January 20, 2010 1:01:00 PM
If you are like me, you always pay attention when Andrei Codrescu recites a commentary on National Public Radio. The man''s Romanian accent is unmistakable, even though I can''t help being reminded of that of Bela Lugosi and thus of Count Dracula.
That Codrescu edits the Web site "Exquisite Corpse" helps reinforce this reference, but one must remember that "exquisite corpse" was a technique used by Dadaists to add words to a composition in sequence, not knowing what had gone before, and winding up with a sentence. Like, "The exquisite corpse will drink the new wine." In fact, that was one of the sentences they came up with (in French) when they first played the game, and it gave the game its name.
Codrescu is devoted to Dadaists and Dadaism, and now has written The Posthuman Dada Guide: Tzara & Lenin Play Chess (Princeton University Press), which is full of tricks. "Posthuman" is a term that came in science fiction twenty years ago; we are posthumans because technological enhancements allow us to be something more than mere biological specimens.
So, as the book says, "This is a guide for instructing posthumans in living a Dada life. It is not advisable, nor was it ever, to lead a Dada life."
Not only that, but if you are pursuing the goal of living a Dada life, you won''t find this a self-help book worth a nickel. What you might find is a bit of history of the early Dada movement and its stars, a meditation on the continuing importance of Dadaism, and a great deal of sly, desultory, and self-deprecating wordplay. Plus, it comes in a handy, long, slim volume that easily slips into the posthuman''s pocket for daily consultation.
"We need a guide," says the Guide, "that is at once historical and liberating. Or just hysterical and tonic."
At the heart of the book is the chess game played between Tristan Tzara, "the daddy of Dada," and Vladimir Lenin, "the daddy of Communism." And maybe there was such a game, though there is no evidence for it, and no reason even to believe that the two influential thinkers ever met, although it''s within the realm of possibility.

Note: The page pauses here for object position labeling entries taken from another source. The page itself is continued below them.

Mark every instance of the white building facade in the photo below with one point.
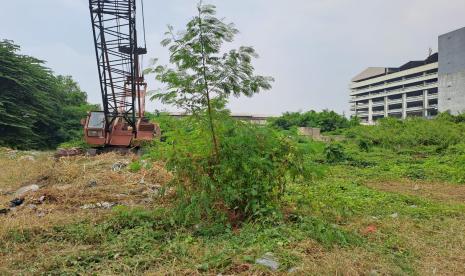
(414, 89)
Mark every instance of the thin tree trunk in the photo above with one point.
(207, 89)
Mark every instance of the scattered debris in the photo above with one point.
(269, 261)
(370, 229)
(292, 270)
(68, 152)
(92, 183)
(118, 166)
(4, 211)
(26, 189)
(12, 154)
(99, 205)
(27, 157)
(16, 202)
(41, 199)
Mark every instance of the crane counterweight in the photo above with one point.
(123, 89)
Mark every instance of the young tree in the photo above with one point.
(203, 76)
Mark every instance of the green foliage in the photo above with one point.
(204, 76)
(255, 165)
(38, 109)
(135, 166)
(334, 153)
(396, 134)
(219, 164)
(326, 120)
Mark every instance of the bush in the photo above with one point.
(411, 133)
(326, 120)
(255, 165)
(334, 153)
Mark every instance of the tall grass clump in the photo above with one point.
(255, 165)
(411, 133)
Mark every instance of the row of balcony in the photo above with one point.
(397, 110)
(388, 84)
(397, 91)
(395, 101)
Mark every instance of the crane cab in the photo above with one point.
(117, 132)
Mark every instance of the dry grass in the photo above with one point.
(437, 245)
(444, 192)
(70, 183)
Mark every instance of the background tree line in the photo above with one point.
(38, 110)
(326, 120)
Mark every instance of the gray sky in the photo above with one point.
(312, 47)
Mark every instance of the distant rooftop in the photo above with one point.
(373, 72)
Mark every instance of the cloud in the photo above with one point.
(312, 47)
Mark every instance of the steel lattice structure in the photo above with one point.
(115, 38)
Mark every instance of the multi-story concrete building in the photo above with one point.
(417, 88)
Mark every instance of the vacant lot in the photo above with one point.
(103, 215)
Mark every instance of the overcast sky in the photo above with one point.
(311, 47)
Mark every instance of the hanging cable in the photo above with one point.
(143, 22)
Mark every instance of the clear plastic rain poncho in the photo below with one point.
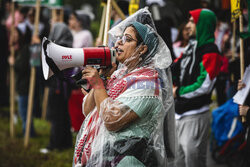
(114, 136)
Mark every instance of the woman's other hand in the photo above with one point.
(84, 92)
(243, 109)
(92, 75)
(174, 91)
(241, 85)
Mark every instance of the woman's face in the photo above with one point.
(185, 33)
(128, 48)
(73, 22)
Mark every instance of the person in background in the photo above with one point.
(79, 25)
(59, 92)
(195, 74)
(22, 74)
(82, 37)
(181, 41)
(4, 90)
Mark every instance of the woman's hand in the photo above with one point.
(11, 60)
(243, 110)
(108, 71)
(92, 75)
(241, 85)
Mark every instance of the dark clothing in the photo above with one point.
(59, 92)
(192, 71)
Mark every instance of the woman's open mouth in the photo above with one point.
(119, 51)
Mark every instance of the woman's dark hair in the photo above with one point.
(21, 39)
(137, 35)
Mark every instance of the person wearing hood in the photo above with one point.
(59, 92)
(194, 76)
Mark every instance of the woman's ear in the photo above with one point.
(143, 49)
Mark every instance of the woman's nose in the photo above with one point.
(118, 42)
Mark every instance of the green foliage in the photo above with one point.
(13, 152)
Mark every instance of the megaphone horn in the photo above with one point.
(56, 58)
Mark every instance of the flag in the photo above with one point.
(235, 10)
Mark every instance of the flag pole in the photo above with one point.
(32, 81)
(12, 73)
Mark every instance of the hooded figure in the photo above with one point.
(194, 75)
(60, 135)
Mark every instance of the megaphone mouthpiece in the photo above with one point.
(56, 58)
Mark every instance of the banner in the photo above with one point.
(245, 35)
(133, 6)
(47, 3)
(55, 4)
(235, 10)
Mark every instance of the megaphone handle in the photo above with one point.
(84, 84)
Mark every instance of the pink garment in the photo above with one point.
(18, 19)
(116, 86)
(82, 39)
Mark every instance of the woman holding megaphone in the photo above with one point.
(125, 112)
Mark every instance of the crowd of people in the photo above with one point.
(152, 107)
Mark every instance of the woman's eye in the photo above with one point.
(128, 39)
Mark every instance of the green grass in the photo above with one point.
(13, 153)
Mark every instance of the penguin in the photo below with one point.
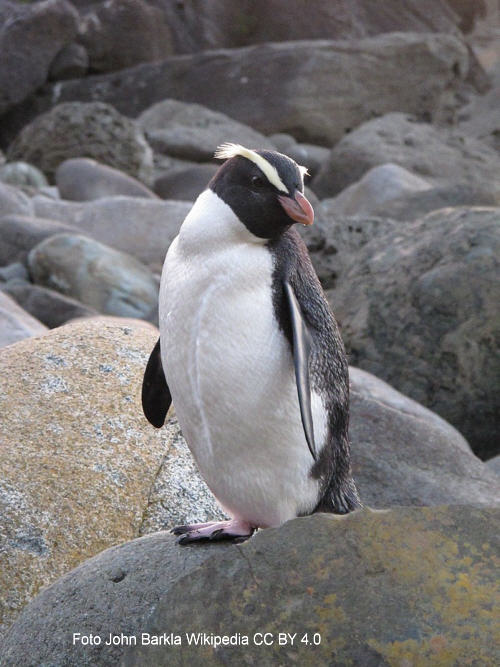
(250, 353)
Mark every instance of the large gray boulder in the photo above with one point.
(193, 132)
(334, 240)
(30, 37)
(70, 403)
(21, 233)
(108, 280)
(106, 31)
(184, 182)
(404, 454)
(178, 495)
(77, 459)
(143, 228)
(323, 579)
(77, 129)
(318, 89)
(437, 155)
(377, 188)
(226, 24)
(51, 308)
(413, 205)
(83, 179)
(419, 309)
(16, 323)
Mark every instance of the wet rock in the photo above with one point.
(99, 276)
(76, 129)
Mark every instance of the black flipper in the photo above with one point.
(301, 351)
(156, 398)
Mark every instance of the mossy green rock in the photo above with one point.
(406, 587)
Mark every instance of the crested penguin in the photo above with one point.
(250, 353)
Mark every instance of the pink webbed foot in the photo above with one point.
(235, 530)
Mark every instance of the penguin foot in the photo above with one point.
(236, 530)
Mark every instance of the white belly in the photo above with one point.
(230, 372)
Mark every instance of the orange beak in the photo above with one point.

In 1916 in Zurich, Lenin was making plots just a few blocks from where Tzara was making performances. But as far as Codrescu is concerned, "These two daddies battled each other over the chessboard of history, proposing two different paths for human development." They were both fighting against the tyranny of tradition, but in completely different ways.
"Dada played for chaos, libido, the creative, and the absurd. Communism deployed its energy for reason, order, and understandable social taxonomy, predictable structures, and the creation of ''new man.''"

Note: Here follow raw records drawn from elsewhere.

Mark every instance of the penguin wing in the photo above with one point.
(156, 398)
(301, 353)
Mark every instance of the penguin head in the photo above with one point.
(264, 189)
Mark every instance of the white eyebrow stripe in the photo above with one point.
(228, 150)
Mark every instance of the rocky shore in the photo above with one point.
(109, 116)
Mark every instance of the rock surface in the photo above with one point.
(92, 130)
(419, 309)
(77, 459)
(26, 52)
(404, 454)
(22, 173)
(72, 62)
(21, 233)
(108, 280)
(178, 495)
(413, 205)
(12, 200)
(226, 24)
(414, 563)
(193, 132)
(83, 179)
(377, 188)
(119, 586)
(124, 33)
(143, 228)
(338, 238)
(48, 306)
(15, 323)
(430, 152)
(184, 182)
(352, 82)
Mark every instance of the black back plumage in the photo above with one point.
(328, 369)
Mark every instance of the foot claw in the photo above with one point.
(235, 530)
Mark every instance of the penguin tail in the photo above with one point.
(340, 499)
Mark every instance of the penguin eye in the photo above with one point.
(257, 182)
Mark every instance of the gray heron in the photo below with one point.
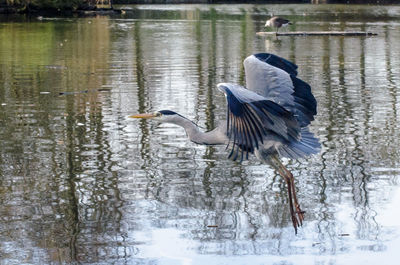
(277, 22)
(269, 118)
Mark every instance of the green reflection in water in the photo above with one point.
(80, 183)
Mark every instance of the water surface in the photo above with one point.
(82, 183)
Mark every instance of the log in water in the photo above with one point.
(318, 33)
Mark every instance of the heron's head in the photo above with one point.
(161, 116)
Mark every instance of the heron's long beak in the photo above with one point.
(143, 116)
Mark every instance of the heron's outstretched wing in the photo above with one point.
(251, 117)
(275, 78)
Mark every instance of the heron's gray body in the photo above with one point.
(269, 119)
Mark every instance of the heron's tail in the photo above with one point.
(307, 145)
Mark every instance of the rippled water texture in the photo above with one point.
(82, 183)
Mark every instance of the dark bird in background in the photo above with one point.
(269, 118)
(277, 22)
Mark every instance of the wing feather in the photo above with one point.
(251, 117)
(275, 78)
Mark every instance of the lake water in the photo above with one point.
(82, 183)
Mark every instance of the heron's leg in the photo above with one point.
(299, 212)
(288, 176)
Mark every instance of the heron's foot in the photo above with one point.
(300, 214)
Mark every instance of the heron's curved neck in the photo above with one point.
(214, 137)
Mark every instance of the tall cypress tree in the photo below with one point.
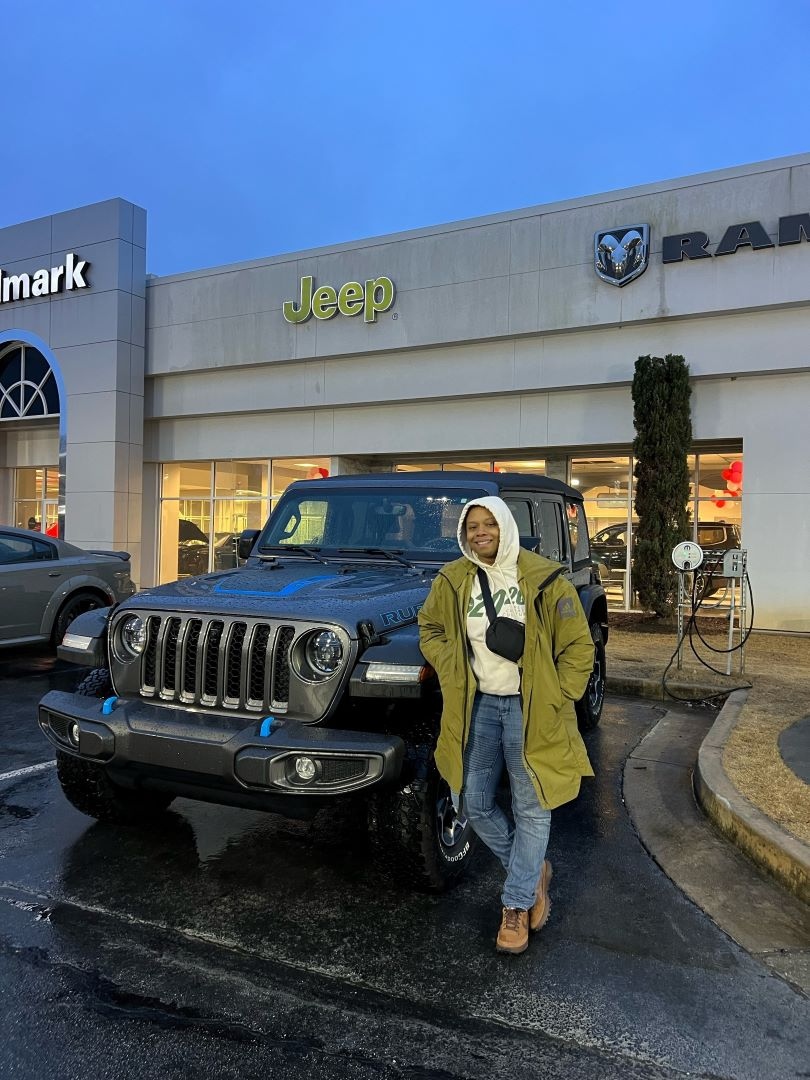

The game was high stakes indeed.
"Tzara, the revolutionary poet, is playing chess with Lenin, a mass-murdering ideologue. The winner will win the world, a prize neither is thinking about in 1916."
There are plenty of paradoxes here; for one, "These two people do not agree to society''s rules, yet they obey the laws of chess!" Also, chess is played without words, but these were both great talkers, silent for the duration. Nothing was the same after the game when the players go their separate ways: "Tristan Tzara to Cabaret Voltaire, where the nightly Dada performance is unraveling centuries of certitudes about art, Lenin to a secret meeting with an envoy of the German ambassador Romberg, who will eventually convince the German General Staff to provide Lenin and his list of carefully chosen comrades safe passage to Russia where the Tsar has just abdicated."

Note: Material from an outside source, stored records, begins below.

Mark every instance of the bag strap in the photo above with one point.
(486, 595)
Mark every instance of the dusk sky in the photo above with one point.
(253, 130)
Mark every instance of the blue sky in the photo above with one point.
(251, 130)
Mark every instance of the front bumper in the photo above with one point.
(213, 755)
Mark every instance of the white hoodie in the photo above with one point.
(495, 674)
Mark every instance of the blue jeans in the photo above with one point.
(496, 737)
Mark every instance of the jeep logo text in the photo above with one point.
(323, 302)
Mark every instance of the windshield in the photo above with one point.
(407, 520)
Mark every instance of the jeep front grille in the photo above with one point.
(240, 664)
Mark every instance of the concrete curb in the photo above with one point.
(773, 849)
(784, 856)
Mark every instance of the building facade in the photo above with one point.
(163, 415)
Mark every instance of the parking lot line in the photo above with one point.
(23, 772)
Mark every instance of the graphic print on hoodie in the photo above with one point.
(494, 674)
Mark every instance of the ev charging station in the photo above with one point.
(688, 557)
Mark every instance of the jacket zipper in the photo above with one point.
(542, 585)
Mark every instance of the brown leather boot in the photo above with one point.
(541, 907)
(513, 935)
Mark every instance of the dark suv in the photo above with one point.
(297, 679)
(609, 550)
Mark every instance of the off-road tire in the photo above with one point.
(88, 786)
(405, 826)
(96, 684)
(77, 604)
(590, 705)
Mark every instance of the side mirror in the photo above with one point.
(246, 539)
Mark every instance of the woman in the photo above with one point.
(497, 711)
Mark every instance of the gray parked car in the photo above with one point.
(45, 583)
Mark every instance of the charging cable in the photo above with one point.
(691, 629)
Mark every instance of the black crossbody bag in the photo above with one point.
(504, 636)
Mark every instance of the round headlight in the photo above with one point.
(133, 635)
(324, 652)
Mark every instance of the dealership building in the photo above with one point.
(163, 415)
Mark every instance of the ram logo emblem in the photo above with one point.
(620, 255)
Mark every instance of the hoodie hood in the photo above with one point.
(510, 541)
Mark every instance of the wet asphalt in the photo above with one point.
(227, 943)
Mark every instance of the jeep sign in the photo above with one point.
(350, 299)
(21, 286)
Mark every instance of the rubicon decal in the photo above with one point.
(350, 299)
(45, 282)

Who knows how the game turned out, but the world outcome is deeply paradoxical, too. Lenin''s communists didn''t win, but why do the capitalists who replaced them in Russia feel such despair?
"Could it be that late-capitalism posthumans have arrived in the leninist future without communism?"
And the inspired madness of Dada has never gone out of fashion: idiosyncratic typography, punks and postpunks, and performance art are still hot. As Richard Huelsenbeck, one of the founders of Dada profiled here (he was a poet and drummer, and wound up practicing Jungian psychoanalysis in New York City) proclaimed, parodying The Communist Manifesto, "Workers of the World, Go Dada!"
It is wonderful to read about the performances at Café Voltaire. After poetry readings and songs, for instance, "Suddenly, nonsense noises, whistling and shrieks were heard behind the curtain, and the lights went out. A green spotlight revealed four masked figures on stilts, each hissing a different sound: ssssssss, prrrrr, muuuuh, ayayayayayay. The figures alternated their sounds and began a crazy dance. While the grotesques flailed and stomped, one of them tore open his coat to reveal a cuckoo clock on his chest..."
Then Tzara, formally dressed, came back on stage, shooed everyone else away, and started a recitation of French nonsense.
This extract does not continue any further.